# Let's get started

First, good habits. Running `%load_ext lab_black` makes all your code format to uncompromoisingly compliant with some such-and-such. But it's pretty and works, so I use it. Most comments from here forward are Python comments in the code-blocks.

In [None]:
%load_ext lab_black

In [None]:
# We don't need much right away.

from time import time
from pathlib import Path
from pickle import loads, dumps
from sqlitedict import SqliteDict as sqldict

In [None]:
# Watch for the folder being created (if not already there).
data = "cats"
Path(data).mkdir(exist_ok=True)
print("Done")

In [None]:
# Let's count from 0 to 9 in Python
for i in range(10):
    print(i, end=" ")
print("Done")

In [None]:
# Let's count from 1 to 10 in Python
for i in range(1, 11):
    print(i, end=" ")
print("Done")

In [None]:
# Don't make things more difficult
for i in range(10):
    print(i + 1, end=" ")
print("Done")

In [None]:
# Count to 100,000 by 1,000.
for i in range(100000):
    if not i % 1000:
        print(i, end=" ")
print("Done")

In [None]:
# How many zeros in ten-thousand?
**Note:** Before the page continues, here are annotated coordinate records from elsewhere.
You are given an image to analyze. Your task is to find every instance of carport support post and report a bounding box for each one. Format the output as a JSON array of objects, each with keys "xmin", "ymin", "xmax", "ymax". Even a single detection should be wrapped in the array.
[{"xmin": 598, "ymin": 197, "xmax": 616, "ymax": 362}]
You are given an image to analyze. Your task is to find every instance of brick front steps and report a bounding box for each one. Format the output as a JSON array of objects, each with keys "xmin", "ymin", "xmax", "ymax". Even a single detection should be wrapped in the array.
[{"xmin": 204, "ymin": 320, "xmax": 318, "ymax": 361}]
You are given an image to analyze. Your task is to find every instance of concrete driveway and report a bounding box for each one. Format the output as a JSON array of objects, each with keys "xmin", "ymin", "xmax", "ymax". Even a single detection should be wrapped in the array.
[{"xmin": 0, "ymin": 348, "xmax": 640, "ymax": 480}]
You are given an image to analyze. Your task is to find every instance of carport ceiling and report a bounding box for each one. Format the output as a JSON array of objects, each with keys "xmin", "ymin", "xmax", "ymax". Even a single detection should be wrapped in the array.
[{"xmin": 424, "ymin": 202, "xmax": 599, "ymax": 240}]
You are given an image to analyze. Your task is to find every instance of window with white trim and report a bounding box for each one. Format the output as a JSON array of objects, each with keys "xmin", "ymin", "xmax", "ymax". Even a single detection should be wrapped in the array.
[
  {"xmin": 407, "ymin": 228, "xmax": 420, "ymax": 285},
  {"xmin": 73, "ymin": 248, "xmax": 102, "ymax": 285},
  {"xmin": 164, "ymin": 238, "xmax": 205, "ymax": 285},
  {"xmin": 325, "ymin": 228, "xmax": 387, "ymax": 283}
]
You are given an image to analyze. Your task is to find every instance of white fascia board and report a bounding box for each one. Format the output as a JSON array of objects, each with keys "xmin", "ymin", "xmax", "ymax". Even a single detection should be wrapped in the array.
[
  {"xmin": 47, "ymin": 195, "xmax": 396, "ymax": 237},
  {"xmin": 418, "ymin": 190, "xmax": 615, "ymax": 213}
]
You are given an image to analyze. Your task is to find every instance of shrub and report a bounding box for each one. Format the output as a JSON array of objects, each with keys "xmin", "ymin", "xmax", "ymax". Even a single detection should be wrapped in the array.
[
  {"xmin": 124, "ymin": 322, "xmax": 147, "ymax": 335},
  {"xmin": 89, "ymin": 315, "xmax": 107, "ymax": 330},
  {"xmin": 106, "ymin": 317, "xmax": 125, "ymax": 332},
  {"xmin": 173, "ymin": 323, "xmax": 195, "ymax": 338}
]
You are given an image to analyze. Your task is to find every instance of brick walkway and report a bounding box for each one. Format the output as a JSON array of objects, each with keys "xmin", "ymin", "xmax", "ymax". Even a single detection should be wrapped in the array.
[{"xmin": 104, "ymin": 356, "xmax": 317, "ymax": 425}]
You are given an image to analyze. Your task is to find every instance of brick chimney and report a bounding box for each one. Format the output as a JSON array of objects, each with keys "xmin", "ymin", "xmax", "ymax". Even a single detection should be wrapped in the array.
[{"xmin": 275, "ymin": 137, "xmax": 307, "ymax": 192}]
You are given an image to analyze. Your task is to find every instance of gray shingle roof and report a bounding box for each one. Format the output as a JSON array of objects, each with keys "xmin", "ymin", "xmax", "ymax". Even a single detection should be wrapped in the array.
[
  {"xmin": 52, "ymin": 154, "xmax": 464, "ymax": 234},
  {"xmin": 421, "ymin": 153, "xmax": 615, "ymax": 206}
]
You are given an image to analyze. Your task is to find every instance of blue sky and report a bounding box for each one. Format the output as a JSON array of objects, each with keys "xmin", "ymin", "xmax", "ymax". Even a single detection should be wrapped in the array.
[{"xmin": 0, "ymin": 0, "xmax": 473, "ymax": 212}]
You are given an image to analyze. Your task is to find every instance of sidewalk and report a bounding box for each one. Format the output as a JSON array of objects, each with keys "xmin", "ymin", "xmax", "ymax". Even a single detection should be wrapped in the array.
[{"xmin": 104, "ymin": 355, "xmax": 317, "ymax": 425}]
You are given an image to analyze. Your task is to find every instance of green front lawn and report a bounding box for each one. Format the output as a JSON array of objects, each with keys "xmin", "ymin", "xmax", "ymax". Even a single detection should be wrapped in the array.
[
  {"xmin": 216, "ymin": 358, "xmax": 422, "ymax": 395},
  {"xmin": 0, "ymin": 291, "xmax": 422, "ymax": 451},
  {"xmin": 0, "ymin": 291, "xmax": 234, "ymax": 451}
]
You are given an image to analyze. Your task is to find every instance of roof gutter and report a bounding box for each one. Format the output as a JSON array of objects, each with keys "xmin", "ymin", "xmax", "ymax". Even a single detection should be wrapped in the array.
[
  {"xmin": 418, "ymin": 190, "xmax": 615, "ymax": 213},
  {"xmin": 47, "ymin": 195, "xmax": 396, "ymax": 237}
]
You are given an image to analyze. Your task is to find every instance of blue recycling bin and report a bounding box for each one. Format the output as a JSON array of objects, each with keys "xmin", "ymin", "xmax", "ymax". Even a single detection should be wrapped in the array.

In a thousand?
for i in range(10**5):
    if not i % 10**3:
        print(i, end=" ")
print("Done")

In [None]:
# Can you format that with commas?
for i in range(10**5):
    if not i % 10**3:
        print(f"{i:,}", end=" ")
print("Done")

In [None]:
# What's it like to write a million lines into a text file?
filename = f"{data}/text.txt"
with open(filename, "wt") as fh:
    for i in range(1000000):
        fh.write(f"{i}\n")
print("Done")  # Fast!!!

In [None]:
# That was fast. How big is that file?
bytesize = Path(filename).stat().st_size
kilo = 1000
print(f"The file {filename} is {bytesize:,} Bytes.")
print(f"Abbreviated to {bytesize / kilo:,.0f} Kilobytes.")  # The :,0f formats
print(f"Or just {bytesize / kilo / kilo:.0f} Megs.")
print("Done")
# A million short lines is still several megs.

In [None]:
# What's it like to write 100,000 keys into a SQlite database?
# Let's count down instead of up. Keys go up but count is down.
filename = f"{data}/database.db"
now = time()
upto = 100000
with sqldict(filename) as db:
    for i in range(upto):
        db[i] = None
        if not i % 10000:
            db.commit()
            print(f"{upto - i:,}...", end=" ")
seconds = int(time() - now)
print(f"\nDone ({seconds} seconds)")

In [None]:
# That was fast. How big is that file?
bytesize = Path(filename).stat().st_size
kilo = 1000
print("While you get the power of SQL ths way, you lose speed.")
print(f"The file {filename} is {bytesize / kilo:,.0f} Kilobytes")
print(f"Or ~{bytesize / kilo / kilo:.0f} Megs, but only has {upto:,} records.")
print("We will not go this route.")
print("Done")

In [None]:
# How many zeros in a billion?
f"{10**9:,} The Goose Drank Done"

In [None]:
# How many zeros in a hundred-million?
f"{10**8:,} Done"

In [None]:
# Let's count down from a billion by hundred-millions
hundredmillion = 10**8
billion = 10**9
now = time()
modulorow = 1
print("Count down with me from a billion in Python:")
for i in range(billion):
    if not i % hundredmillion:
        glimpse = int(time() - now)
        print(f"{modulorow}: {billion - i:,} ({glimpse} sec)...")
        modulorow += 1
seconds = int(time() - now)
print(f"Done ({seconds} seconds)")  # Computers are fast but not that fast

In [None]:
# Make a hundred million keys and save them to disk.
seen = set()
million = 10**6
for i in range(million):
    seen.add(i)
print(f"Made {len(seen):,} keys.")

# Dump pickled set to file
filename = f"{data}/dumps.pkl"
kilo = 1000
with open(filename, "wb") as fh:
    fh.write(dumps(seen))
print(f"Saved {filename} to drive.")

# Report size of file
bytesize = Path(filename).stat().st_size
print(f"{filename} is {bytesize / kilo:,.0f} Kilobytes")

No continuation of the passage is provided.